Jay Leno draws bumper audience, critics lukewarm
Jay Leno's closely watched new prime-time TV show drew a bumper audience of nearly 18 million viewers, cheering executives at struggling NBC on Tuesday but leaving TV critics underwhelmed.
The debut of The Jay Leno Show at 10 p.m. on Monday beat the competition to become the No. 1 network show of the night and gave NBC its biggest overall audience in that time slot since the August 2008 Olympic Games, NBC said.
The 17.7 million viewers compare to the roughly 5 million that regularly watched Leno's old Tonight Show during late-night hours, and it put the new outing on par with popular shows like the CSI crime franchise on rival CBS.
Leno's move from his former 11:30 p.m. time period to the prime-time slot five nights-a-week that is traditionally occupied by expensive scripted drama is being scrutinized by the network TV industry as it struggles to cut costs and retain audiences.
General Electric Co's NBC network has been particularly hard hit and has been in last place for four years among the leading four networks.
NBC Universal Chief Executive Jeff Zucker told reporters on Tuesday the Leno debut was a very nice start but cautioned that it was early days yet.
We're going to judge this on 52 weeks, we're not going to judge it on one night.
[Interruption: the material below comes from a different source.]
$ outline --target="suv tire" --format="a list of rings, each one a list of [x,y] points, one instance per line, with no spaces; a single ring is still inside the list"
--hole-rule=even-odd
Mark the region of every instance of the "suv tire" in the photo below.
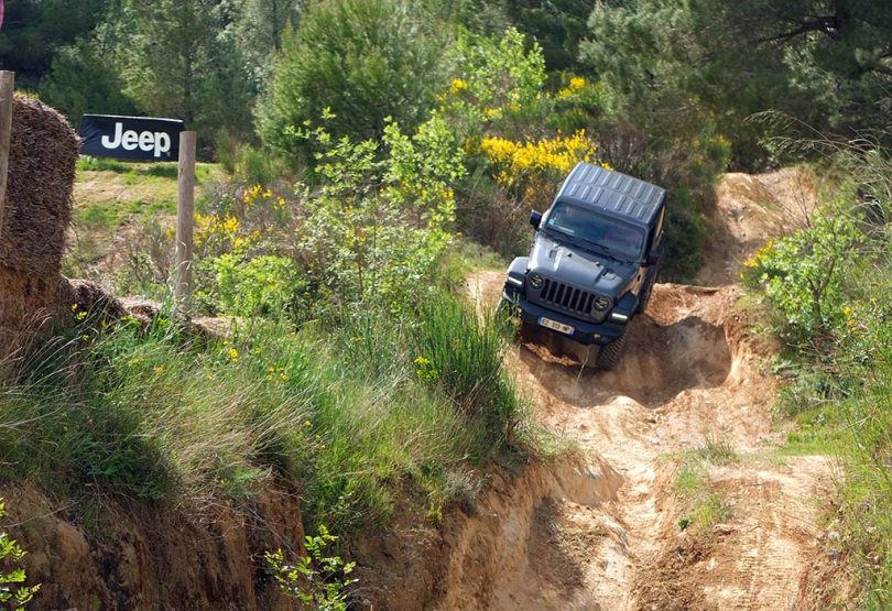
[[[598,351],[598,358],[595,361],[595,365],[605,371],[617,369],[617,365],[619,365],[620,359],[622,358],[622,352],[626,348],[626,338],[628,336],[629,325],[626,325],[621,336],[610,343],[601,346],[601,349]]]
The fact that it opened and opened so well is a great sign, and we feel great about that. But it's only one day, said Zucker, attending an investment conference in New York.
NBC has declined to publicly reveal its target ratings for the show, which costs roughly the same for five nights as does one night of a scripted drama.
But the premiere, which featured appearances by comedian Jerry Seinfeld, rapper Kanye West and comedy skits involving talk-show host Oprah Winfrey and President Barack Obama, failed to wow critics.
Sixteen minutes into the new 'The Jay Leno Show' it was difficult not to panic. This is the future of television? This wasn't even a good rendition of television past, wrote Los Angeles Times TV critic Mary McNamara.
Alessandra Stanley of The New York Times said: So much ink has been devoted to describing how Mr. Leno's new show would depart from his old one that it was startling to see how little difference there was.
Time magazine's James Poniewozik, who last week wrote a cover story declaring NBC's radical experiment The Future of Television, said it ultimately did not matter whether critics liked the new show.
It cannot be overemphasized that Leno's show is first and foremost a cost-cutting move. It's a fifth or less expensive than airing scripted dramas; therefore, what would be a bad number for 'Law & Order' would still leave NBC in the black on Jay, Poniewozik wrote on Tuesday.
Rival studios have scorned NBC's experiment and loaded their upcoming fall schedules with dramas that traditionally deliver big audiences to advertisers that fund network TV.
But on Monday, Leno's only competition in the time slot was a repeat episode of CSI: Miami on CBS, and ABC's airing of the 2006 movie Dreamgirls.